If this long-standing downward trend continues, so will instances of current coal workers having to fight for not just their jobs, but the benefits they have accrued along the way. Therefore, with respect to long-term economic security, it might be better to devote resources that transition remaining coal workers to an industry that is more forward-looking rather than propping up a dinosaur. Those who rail against picking winners and losers and extoll the virtue of the “free market” should see the writing on the wall. The green economy is the way of the future.
Secretary Brouillette’s argument that the coal industry is vital to national security is probably the strongest point of the op-ed. Steel production, as well as rare earth minerals, play a vital role in the supply chain of defense products and modern electronics. However, economics has led to U.S. reliance on overseas supplies. If the United States wanted to reduce overseas dependence on such a critical resource, it would have to turn more inward. However, a more focused use of coal for procuring such supplies is not the same as backing the entirety of the coal industry. A more nuanced discussion regarding extraction limits, environmental consequences, and end uses is necessary to adequately determine coal’s role in the energy and extractive landscape.
The United States’ energy future is clear, and coal’s role in it is rapidly diminishing. If the United States is going to remain a world leader in energy generation and technology, resources should be devoted to extensive research and development in the solutions of tomorrow rather than the outdated solutions of the past. Coal might still be a useful resource for products that are truly related to national security, but as a significant contributor to a vibrant economy, that train has left the station.

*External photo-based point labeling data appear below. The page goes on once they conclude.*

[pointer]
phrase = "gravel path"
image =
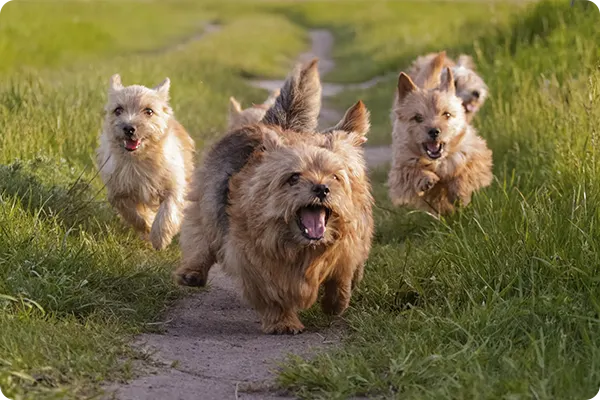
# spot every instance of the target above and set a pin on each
(212, 347)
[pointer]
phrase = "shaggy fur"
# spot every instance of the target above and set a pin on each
(438, 158)
(145, 159)
(470, 87)
(251, 115)
(283, 208)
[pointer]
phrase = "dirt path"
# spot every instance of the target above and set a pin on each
(212, 347)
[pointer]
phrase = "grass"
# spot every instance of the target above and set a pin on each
(500, 300)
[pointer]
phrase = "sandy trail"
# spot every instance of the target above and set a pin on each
(212, 347)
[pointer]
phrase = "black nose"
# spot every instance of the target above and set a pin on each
(321, 191)
(129, 130)
(434, 133)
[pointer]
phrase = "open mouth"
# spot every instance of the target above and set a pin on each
(131, 144)
(312, 221)
(470, 108)
(433, 149)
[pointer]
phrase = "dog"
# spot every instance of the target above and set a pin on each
(469, 86)
(284, 208)
(239, 117)
(145, 159)
(438, 158)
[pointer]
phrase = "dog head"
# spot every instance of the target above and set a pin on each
(239, 117)
(432, 117)
(311, 185)
(136, 115)
(470, 87)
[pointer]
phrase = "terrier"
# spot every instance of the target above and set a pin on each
(145, 159)
(284, 208)
(469, 86)
(251, 115)
(438, 158)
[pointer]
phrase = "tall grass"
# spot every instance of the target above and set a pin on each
(501, 300)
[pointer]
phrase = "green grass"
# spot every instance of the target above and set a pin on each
(501, 300)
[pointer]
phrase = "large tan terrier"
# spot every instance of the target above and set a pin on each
(239, 117)
(283, 208)
(469, 86)
(145, 159)
(438, 158)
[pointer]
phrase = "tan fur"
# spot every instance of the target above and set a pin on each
(470, 87)
(246, 200)
(239, 117)
(465, 163)
(147, 186)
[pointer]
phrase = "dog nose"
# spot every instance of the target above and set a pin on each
(434, 133)
(129, 130)
(321, 191)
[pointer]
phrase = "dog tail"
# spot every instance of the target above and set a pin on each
(298, 105)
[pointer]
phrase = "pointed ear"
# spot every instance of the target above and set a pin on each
(271, 140)
(298, 105)
(163, 89)
(466, 61)
(234, 107)
(355, 120)
(115, 83)
(448, 84)
(405, 86)
(430, 76)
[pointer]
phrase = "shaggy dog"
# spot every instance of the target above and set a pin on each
(251, 115)
(284, 208)
(469, 86)
(438, 158)
(145, 159)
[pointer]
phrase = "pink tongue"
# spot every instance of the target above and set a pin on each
(313, 220)
(131, 144)
(433, 147)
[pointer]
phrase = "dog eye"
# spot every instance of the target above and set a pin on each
(418, 118)
(293, 179)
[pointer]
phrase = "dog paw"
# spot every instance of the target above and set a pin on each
(190, 278)
(286, 327)
(427, 181)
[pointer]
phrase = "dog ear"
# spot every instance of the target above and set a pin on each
(299, 102)
(466, 61)
(429, 77)
(271, 140)
(355, 120)
(115, 83)
(234, 107)
(272, 98)
(405, 86)
(163, 89)
(448, 84)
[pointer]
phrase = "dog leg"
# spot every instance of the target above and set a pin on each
(277, 320)
(133, 213)
(336, 298)
(167, 221)
(196, 255)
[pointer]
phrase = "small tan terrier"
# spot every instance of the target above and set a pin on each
(438, 158)
(284, 208)
(145, 159)
(470, 87)
(239, 117)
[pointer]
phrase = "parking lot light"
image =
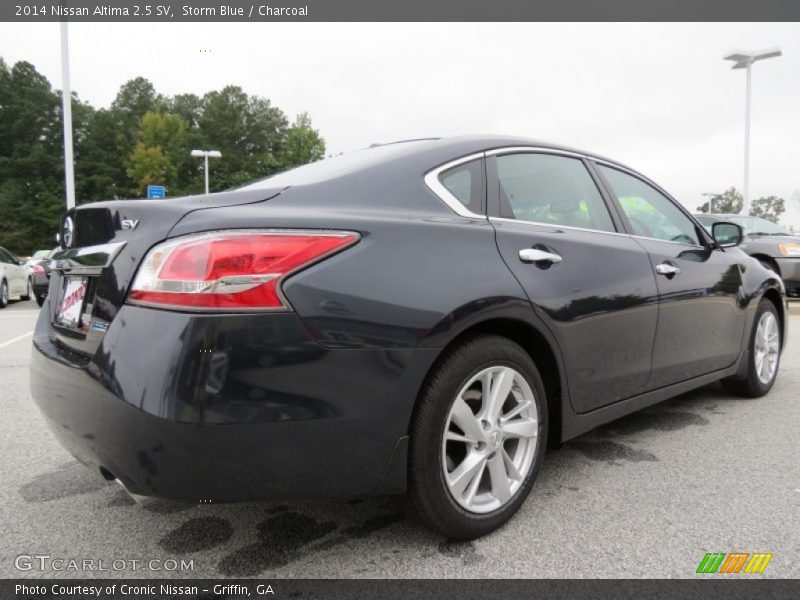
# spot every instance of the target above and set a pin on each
(205, 154)
(745, 60)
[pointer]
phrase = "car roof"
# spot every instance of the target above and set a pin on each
(411, 156)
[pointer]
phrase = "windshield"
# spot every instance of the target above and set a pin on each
(336, 166)
(758, 226)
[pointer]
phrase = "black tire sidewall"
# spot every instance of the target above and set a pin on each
(754, 382)
(473, 357)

Were the Secretary to make an argument for a future-focused energy policy, he might talk about the complex realities of energy generation, consumption, how to do more with less (i.e., energy efficiency), and how to create the energy we need without causing further environmental degradation. This would include a very frank discussion about the role of nuclear power, capable of delivering overwhelming amounts of baseload power with no GHG emissions. Nuclear waste still remains an issue, but innovation changed the game with the first steam engine and again with fracking. The same can happen in the nuclear sector. Focus there. Of course, that complex landscape would include the proliferation – and pairing – of renewable energy and battery technology, and delve deeply into the overlap with sectors including buildings and transportation.
But that is for a more nuanced and blunt discussion. In the Secretary’s defense, this was an op-ed aimed at a specific voting bloc. Writing such an op-ed the day before a visit from the administration is exactly the type of thing cabinet members do. Secretaries Chu and Moniz did the same for Obama. However, that does not excuse him for at least not presenting some very real facts about the coal industry, the headwinds it faces, and the potential of transitioning current workers toward industries that continue to prove themselves more sustainable in the long run. That is exactly the type of leadership and forthrightness voters deserve in an election season, the type of leadership they claim to want and need. This op-ed missed the mark on both.